Unicode & IETF

Tue Aug 12 12:17:02 CEST 2014

Ken,

I can't speak for others, but I found this posting immensely
helpful, especially in combination with a couple of off-list
conversations.  I'm still probably confused (at least one reason
is identified inline below), but better able to pin down the
sources.   As Patrik has said several times, the important issue
for us in all of this isn't how IDNA treats U+08A1 but rather
how we explain the situation and either what action we take or
what advice we give more generally.  Part of that problem, in
turn, is that, if we are going to try to continue with a system
based on rules and derived properties, rather than one of
normative tables -- i.e., by being able to point to and/or think
about what the principle is rather than looking at the current
version of a table and saying "whatever is there is there, it
don't matter why it got there, but the table is normative, and
the principle is just an explanation".    I don't want or intend
to be as binary as that sounds -- if we can have rules generally
but there are a few places where we can't, I imagine we can
figure out a way to deal with it.  But it is not a wonderful
situation. 

Those off-list conversations have helped me understand that my
trying to find a vocabulary to talk about these things with
relative precision has been a failure and has probably added to
the confusion, so I'm going to try to get away from that.

Inline below.

--On Monday, August 11, 2014 22:48 +0000 "Whistler, Ken"
<ken.whistler at sap.com> wrote:

> John,
> 
>> The other irony about this is that, if you want consistent and
>> easily predictable behavior, you should be asking for exactly
>> whet we thought we were promised -- no new precomposed
>> characters under normal circumstances unless there were
>...
> And the *other* other irony about this is that that is exactly
> what you have gotten!
> 
> The relevant data file to watch for this is:
> 
> http://www.unicode.org/Public/UCD/latest/ucd/CompositionExclus
> ions.txt
> 
> which carries all the information about the "funny cases" for
> normalization.

Ok, but see above (and several notes by others) about the
contrast between "normative rules that generate tables" (the
IDNA2008 model, among other things) and "normative tables".
That data file and references to it seem to require that we go
back to normative tables.  Is that understanding correct?

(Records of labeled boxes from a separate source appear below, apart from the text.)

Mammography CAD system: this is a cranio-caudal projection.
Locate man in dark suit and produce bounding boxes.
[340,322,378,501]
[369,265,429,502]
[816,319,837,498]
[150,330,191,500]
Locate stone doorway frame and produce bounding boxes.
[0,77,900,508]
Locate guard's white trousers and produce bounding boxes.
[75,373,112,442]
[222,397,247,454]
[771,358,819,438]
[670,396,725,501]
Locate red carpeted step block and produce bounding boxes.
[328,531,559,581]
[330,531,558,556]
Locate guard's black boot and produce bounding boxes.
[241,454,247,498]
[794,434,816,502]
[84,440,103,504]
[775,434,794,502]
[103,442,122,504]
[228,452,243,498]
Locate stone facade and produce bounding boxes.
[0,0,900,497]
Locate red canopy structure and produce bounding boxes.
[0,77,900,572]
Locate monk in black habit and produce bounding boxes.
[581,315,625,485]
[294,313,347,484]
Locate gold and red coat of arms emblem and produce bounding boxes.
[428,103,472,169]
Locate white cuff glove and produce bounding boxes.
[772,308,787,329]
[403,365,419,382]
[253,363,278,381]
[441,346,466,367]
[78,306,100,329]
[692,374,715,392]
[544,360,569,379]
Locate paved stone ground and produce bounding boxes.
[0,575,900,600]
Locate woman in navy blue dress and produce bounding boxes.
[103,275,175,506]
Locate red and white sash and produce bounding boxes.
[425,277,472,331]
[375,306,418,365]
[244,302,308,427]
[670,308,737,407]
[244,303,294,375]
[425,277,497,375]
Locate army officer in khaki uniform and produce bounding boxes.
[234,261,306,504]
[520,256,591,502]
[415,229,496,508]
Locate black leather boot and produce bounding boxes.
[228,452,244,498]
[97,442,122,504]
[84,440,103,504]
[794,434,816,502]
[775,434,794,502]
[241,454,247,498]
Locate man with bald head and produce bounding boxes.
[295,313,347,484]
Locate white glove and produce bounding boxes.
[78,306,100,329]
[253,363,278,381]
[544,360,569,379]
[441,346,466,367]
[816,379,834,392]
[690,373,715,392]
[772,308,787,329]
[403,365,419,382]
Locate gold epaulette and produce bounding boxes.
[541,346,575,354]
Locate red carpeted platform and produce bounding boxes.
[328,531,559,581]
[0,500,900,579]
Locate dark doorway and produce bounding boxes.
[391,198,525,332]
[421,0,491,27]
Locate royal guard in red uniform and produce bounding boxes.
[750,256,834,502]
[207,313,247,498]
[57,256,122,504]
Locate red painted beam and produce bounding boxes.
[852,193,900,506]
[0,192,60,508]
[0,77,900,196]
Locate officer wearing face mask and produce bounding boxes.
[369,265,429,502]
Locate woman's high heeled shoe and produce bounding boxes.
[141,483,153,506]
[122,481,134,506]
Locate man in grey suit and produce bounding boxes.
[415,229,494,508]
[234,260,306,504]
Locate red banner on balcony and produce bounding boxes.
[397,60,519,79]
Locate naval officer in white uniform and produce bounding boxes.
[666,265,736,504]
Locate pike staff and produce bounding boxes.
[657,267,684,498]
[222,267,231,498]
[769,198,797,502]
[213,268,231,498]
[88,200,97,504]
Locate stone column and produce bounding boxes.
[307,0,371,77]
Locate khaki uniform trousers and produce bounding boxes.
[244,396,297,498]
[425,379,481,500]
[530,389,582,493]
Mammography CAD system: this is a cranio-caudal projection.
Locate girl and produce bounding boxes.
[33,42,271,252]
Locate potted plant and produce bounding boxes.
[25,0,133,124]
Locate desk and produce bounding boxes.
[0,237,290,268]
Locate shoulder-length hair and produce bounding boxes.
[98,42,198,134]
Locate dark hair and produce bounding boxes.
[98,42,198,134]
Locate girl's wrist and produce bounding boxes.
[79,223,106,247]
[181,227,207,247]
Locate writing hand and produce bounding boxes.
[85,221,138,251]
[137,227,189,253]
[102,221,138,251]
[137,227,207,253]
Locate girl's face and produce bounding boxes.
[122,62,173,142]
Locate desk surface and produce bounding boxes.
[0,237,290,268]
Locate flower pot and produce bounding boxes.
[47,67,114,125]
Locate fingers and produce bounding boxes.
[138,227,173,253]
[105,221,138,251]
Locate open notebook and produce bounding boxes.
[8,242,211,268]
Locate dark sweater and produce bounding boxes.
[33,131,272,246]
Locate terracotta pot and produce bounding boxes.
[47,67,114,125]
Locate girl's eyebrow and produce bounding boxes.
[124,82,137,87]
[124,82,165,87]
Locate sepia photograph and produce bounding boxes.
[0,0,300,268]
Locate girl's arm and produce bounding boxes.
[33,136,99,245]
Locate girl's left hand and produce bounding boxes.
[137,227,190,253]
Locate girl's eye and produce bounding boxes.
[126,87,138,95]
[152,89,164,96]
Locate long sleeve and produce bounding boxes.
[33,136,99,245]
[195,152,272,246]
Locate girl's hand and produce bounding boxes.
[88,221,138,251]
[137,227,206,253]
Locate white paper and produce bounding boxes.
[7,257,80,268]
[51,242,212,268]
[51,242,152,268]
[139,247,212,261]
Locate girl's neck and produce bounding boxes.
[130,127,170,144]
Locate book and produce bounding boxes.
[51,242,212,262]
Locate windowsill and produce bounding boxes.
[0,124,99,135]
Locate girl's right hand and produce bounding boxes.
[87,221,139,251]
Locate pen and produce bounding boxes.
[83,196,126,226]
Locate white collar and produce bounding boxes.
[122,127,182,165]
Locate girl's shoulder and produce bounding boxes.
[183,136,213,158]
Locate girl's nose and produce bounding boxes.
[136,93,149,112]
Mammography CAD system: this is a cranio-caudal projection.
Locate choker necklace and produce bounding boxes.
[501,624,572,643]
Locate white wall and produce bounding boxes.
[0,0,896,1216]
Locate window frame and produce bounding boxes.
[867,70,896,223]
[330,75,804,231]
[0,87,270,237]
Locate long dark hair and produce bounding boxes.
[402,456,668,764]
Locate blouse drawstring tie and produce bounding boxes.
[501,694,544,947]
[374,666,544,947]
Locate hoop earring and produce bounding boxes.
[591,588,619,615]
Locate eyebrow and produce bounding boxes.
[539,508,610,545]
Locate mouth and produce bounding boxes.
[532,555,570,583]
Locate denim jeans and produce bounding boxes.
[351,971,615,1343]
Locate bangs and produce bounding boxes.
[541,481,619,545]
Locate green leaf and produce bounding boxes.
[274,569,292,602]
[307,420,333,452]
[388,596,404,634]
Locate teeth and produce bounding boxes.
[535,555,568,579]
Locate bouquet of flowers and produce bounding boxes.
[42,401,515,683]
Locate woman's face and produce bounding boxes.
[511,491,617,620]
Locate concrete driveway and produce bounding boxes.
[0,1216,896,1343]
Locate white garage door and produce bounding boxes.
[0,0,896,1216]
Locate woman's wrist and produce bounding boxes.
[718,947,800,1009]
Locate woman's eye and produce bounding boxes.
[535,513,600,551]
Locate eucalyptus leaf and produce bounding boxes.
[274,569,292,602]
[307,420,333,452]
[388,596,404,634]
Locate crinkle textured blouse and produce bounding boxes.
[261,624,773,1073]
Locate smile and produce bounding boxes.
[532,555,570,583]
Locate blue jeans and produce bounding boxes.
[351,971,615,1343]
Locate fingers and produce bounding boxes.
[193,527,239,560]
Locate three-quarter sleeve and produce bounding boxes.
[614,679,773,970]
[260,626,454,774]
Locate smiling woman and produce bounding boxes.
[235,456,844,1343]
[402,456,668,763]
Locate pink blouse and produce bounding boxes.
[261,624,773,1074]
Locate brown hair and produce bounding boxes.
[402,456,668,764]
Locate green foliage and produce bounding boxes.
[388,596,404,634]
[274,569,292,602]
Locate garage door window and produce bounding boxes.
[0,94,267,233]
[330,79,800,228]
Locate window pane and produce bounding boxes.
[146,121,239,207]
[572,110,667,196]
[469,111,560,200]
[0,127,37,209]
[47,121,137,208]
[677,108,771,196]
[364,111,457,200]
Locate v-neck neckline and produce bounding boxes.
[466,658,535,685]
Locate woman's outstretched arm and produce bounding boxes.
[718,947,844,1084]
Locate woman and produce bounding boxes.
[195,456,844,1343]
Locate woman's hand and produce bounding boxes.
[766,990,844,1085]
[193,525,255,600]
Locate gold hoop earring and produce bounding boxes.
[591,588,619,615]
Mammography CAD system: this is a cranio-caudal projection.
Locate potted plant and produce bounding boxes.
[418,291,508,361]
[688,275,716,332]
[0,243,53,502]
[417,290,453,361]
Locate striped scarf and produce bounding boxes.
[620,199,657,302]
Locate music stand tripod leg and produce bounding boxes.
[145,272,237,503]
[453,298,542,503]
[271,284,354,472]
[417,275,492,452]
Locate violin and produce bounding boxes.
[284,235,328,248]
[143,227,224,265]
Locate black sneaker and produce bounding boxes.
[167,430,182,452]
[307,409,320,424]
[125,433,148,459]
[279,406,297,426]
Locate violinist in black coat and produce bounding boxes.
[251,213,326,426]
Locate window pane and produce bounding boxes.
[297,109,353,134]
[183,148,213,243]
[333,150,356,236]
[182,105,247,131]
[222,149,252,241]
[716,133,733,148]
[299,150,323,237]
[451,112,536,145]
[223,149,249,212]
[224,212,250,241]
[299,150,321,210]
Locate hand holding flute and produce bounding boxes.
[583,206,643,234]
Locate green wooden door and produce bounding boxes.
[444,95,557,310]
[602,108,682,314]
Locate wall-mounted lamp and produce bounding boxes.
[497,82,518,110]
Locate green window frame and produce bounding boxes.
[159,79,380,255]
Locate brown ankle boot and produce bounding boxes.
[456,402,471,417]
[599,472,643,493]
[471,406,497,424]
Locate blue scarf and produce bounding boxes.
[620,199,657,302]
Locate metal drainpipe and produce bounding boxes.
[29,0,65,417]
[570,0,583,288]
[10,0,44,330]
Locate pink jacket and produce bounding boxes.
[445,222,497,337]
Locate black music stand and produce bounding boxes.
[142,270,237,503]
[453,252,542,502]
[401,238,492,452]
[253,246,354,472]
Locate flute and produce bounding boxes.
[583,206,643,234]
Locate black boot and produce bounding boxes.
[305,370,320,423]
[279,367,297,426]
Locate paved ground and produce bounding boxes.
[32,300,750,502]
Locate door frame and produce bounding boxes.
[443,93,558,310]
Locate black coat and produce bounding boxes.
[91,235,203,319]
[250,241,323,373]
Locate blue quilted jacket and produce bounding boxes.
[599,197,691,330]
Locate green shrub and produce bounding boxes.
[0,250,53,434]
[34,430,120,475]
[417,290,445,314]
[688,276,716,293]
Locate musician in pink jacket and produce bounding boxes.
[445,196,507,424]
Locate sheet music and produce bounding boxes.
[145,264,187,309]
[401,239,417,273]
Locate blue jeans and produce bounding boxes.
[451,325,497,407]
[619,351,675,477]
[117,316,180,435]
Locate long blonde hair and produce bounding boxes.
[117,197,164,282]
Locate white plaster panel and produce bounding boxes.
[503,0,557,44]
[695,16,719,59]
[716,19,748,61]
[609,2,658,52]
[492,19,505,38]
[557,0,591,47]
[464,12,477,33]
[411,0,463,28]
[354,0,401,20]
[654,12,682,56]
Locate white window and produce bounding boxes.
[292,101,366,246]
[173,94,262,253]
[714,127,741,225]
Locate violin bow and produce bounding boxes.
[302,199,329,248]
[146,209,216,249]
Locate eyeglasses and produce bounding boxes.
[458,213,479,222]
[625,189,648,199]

> The last time an exception of the type you are talking about --
> a new precomposed character being added, for which a
> canonical combining decomposition had to be added
> simultaneously to "undo" the encoding as a single code point,
> so that the NFC form was decomposed, rather than composed, was
> for
> U+2ADC FORKING. That went into Unicode 3.2, in March, *2002*,
> 12+ years ago.

Part of the source of my confusion is that, at least through
6.2/ 6.3, Section 2.2 ("Design Principles"), especially the
subsections on Unification and Dynamic Composition, appear to
still say that language differences are not considered and that
assembling character forms based on appearance is an accepted
and common method even when the combinations are not explicitly
recognized by the Standard (or, presumably, the precomposed
character table).   In addition, Sections 3 and 5 of the June
version of UAX 15 appear to specify that such characters (back
to that in a moment) will be decomposed.  If none of that has
actually applied for the last dozen years or (I gather more
likely) there are nuances that those sections don't capture, why
have we gone a dozen years without fixes to the text... even if
those fixes just say "there are other circumstances that may
override these seemingly-clear rules"?

> The claim in the Unicode Standard for the cases like U+08A1
> beh-with-hamza and U+A794 c-with-palatal-hook, is that these
> are *ATOMIC* characters, and not actually precomposed
> characters. Therefore they do not fall afoul of the stability
> issue for the formal definition of Unicode normalization. They
> are encoded because they are *not* equivalent to what might
> naturally be taken as a pre-existing combining sequence.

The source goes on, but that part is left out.